Functional requirements
A. Keystone federation plumbing (owned by RHOSO Identity/Keystone)
- Keystone as OIDC RP: Operator-managed configuration for mod_auth_openidc (or supported equivalent) on the Keystone front end, enabling OIDC authentication against a trusted IdP.
- Trust OpenShift's OIDC issuer: Register the OpenShift cluster's issuer (discovery URL), accepted audiences, and JWKS. Use bound service account tokens; enforce TTL ≤ SA token TTL.
- Identity Provider + Protocol + Mapping in Keystone: Define an IdP (OpenShift), a protocol (openid), and mapping rules from OIDC claims (e.g., sub, aud, namespace, SA name, groups) to Keystone groups/roles/projects. Provide operator-level CRDs/automation to manage these artifacts declaratively.
- Ephemeral Keystone tokens: After successful federation, Keystone issues standard project-scoped tokens; default TTL should be short (e.g., ≤1h) and not exceed the validating SA token TTL. (Keystone token issuance is existing behavior; the TTL alignment is the requested enhancement/policy.)
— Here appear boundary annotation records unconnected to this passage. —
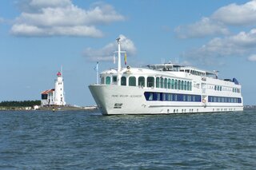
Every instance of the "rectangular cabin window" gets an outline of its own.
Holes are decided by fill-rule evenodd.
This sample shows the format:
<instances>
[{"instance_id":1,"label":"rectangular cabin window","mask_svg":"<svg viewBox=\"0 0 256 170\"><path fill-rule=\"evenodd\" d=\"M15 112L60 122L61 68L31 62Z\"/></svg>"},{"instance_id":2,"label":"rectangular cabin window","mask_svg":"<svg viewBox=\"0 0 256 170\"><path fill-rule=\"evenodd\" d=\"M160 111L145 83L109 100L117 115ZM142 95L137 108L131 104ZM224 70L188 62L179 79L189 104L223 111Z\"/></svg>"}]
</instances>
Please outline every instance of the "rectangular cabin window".
<instances>
[{"instance_id":1,"label":"rectangular cabin window","mask_svg":"<svg viewBox=\"0 0 256 170\"><path fill-rule=\"evenodd\" d=\"M153 93L150 93L149 101L153 101Z\"/></svg>"},{"instance_id":2,"label":"rectangular cabin window","mask_svg":"<svg viewBox=\"0 0 256 170\"><path fill-rule=\"evenodd\" d=\"M118 81L118 77L113 76L113 82L117 82Z\"/></svg>"},{"instance_id":3,"label":"rectangular cabin window","mask_svg":"<svg viewBox=\"0 0 256 170\"><path fill-rule=\"evenodd\" d=\"M126 77L121 77L121 85L126 85Z\"/></svg>"},{"instance_id":4,"label":"rectangular cabin window","mask_svg":"<svg viewBox=\"0 0 256 170\"><path fill-rule=\"evenodd\" d=\"M160 101L160 99L161 99L160 97L161 97L161 96L160 96L160 93L157 93L157 101Z\"/></svg>"},{"instance_id":5,"label":"rectangular cabin window","mask_svg":"<svg viewBox=\"0 0 256 170\"><path fill-rule=\"evenodd\" d=\"M46 100L48 97L48 94L42 94L42 99Z\"/></svg>"},{"instance_id":6,"label":"rectangular cabin window","mask_svg":"<svg viewBox=\"0 0 256 170\"><path fill-rule=\"evenodd\" d=\"M148 77L146 78L147 87L154 87L154 77Z\"/></svg>"},{"instance_id":7,"label":"rectangular cabin window","mask_svg":"<svg viewBox=\"0 0 256 170\"><path fill-rule=\"evenodd\" d=\"M136 77L129 77L129 86L136 86Z\"/></svg>"}]
</instances>

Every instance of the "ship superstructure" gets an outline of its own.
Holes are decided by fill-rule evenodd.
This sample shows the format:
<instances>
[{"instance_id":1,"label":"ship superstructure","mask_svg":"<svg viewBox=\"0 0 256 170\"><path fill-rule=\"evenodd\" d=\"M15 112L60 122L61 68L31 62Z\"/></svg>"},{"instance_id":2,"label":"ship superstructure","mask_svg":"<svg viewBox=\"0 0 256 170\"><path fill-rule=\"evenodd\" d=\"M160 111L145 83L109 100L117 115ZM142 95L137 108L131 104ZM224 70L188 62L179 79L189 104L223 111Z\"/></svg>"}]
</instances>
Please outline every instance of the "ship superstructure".
<instances>
[{"instance_id":1,"label":"ship superstructure","mask_svg":"<svg viewBox=\"0 0 256 170\"><path fill-rule=\"evenodd\" d=\"M100 73L90 90L103 115L170 114L243 110L241 85L218 72L166 63L121 67Z\"/></svg>"}]
</instances>

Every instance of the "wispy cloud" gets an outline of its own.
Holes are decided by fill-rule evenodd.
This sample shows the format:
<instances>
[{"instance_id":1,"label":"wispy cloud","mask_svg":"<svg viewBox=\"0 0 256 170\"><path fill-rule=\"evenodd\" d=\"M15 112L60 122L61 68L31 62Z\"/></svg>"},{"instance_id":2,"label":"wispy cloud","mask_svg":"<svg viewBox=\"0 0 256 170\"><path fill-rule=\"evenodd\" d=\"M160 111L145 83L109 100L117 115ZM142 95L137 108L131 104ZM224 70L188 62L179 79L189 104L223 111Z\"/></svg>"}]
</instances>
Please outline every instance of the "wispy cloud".
<instances>
[{"instance_id":1,"label":"wispy cloud","mask_svg":"<svg viewBox=\"0 0 256 170\"><path fill-rule=\"evenodd\" d=\"M245 4L230 4L218 9L210 17L174 29L179 38L205 38L206 36L227 35L230 26L255 26L256 0Z\"/></svg>"},{"instance_id":2,"label":"wispy cloud","mask_svg":"<svg viewBox=\"0 0 256 170\"><path fill-rule=\"evenodd\" d=\"M127 55L133 56L136 53L134 43L124 35L120 35L122 50L126 51ZM113 61L113 52L116 51L118 45L116 42L110 42L101 49L87 48L83 55L90 61Z\"/></svg>"},{"instance_id":3,"label":"wispy cloud","mask_svg":"<svg viewBox=\"0 0 256 170\"><path fill-rule=\"evenodd\" d=\"M25 2L20 4L22 12L10 30L16 36L100 38L103 33L97 26L125 19L112 6L105 3L95 3L89 10L84 10L74 6L70 0Z\"/></svg>"},{"instance_id":4,"label":"wispy cloud","mask_svg":"<svg viewBox=\"0 0 256 170\"><path fill-rule=\"evenodd\" d=\"M212 14L211 18L226 25L255 25L256 1L253 0L242 5L232 3L221 7Z\"/></svg>"},{"instance_id":5,"label":"wispy cloud","mask_svg":"<svg viewBox=\"0 0 256 170\"><path fill-rule=\"evenodd\" d=\"M221 22L202 18L199 22L187 26L179 26L174 32L179 38L204 38L208 35L228 34L228 29Z\"/></svg>"},{"instance_id":6,"label":"wispy cloud","mask_svg":"<svg viewBox=\"0 0 256 170\"><path fill-rule=\"evenodd\" d=\"M218 57L247 56L256 48L256 29L236 35L215 38L200 48L183 53L183 57L197 59L204 64L213 64ZM254 57L250 57L254 60Z\"/></svg>"},{"instance_id":7,"label":"wispy cloud","mask_svg":"<svg viewBox=\"0 0 256 170\"><path fill-rule=\"evenodd\" d=\"M256 54L252 54L247 58L250 61L256 61Z\"/></svg>"}]
</instances>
- Backward compatibility: Application Credentials remain supported for legacy workloads; documented migration to federation.
B. ShiftStack/IPI integration (coordinated with RHOSO + OCP)
- Cluster bootstrap docs & samples: Official guide to expose the OCP issuer and create the Keystone IdP/protocol/mapping, including example claim mappings by namespace/SA convention (e.g., system:serviceaccount:<ns>:<name>).
- Validation tooling: Simple openstack CLI flow (or a small plugin) to exchange an OCP SA token for a scoped Keystone token and to verify claim-to-role mappings end-to-end. (New UX; based on Keystone federation primitives.)
C. SDK/driver guidance (documentation)
- keystoneauth usage with OIDC-federated tokens: Show how controllers/operators (e.g., CSI sidecars) use the in-cluster projected token to obtain a Keystone token on pod start and refresh automatically. (Doc pattern, leveraging bound tokens + federation.)
Keystone's OIDC federation via Apache is documented and supported; operators today can configure it manually, this RFE is about productizing and supporting it in RHOSO, including issuer trust, mapping, and lifecycle via the Keystone operator.
OpenShift bound SA tokens are audience- and time-bound OIDC tokens, designed exactly for this kind of external federation.
Describe the customer impact
- Removes static OpenStack secrets from OpenShift workloads; eliminates DIY rotation pipelines.
- Brings Shift-on-Stack to security parity with hyperscalers' workload identity models using standard OIDC federation.
- Improves least-privilege isolation across namespaces/teams via claim-based mappings to precise Keystone roles/projects.
- Speeds onboarding for platform and app teams (no more per-app Keystone user/service-account lifecycle).
- Reduces audit findings around credential age/exposure; TTL-aligned ephemeral tokens reduce blast radius.
- Smooth migration path: legacy Application Credentials still work, with documented migration to OIDC federation.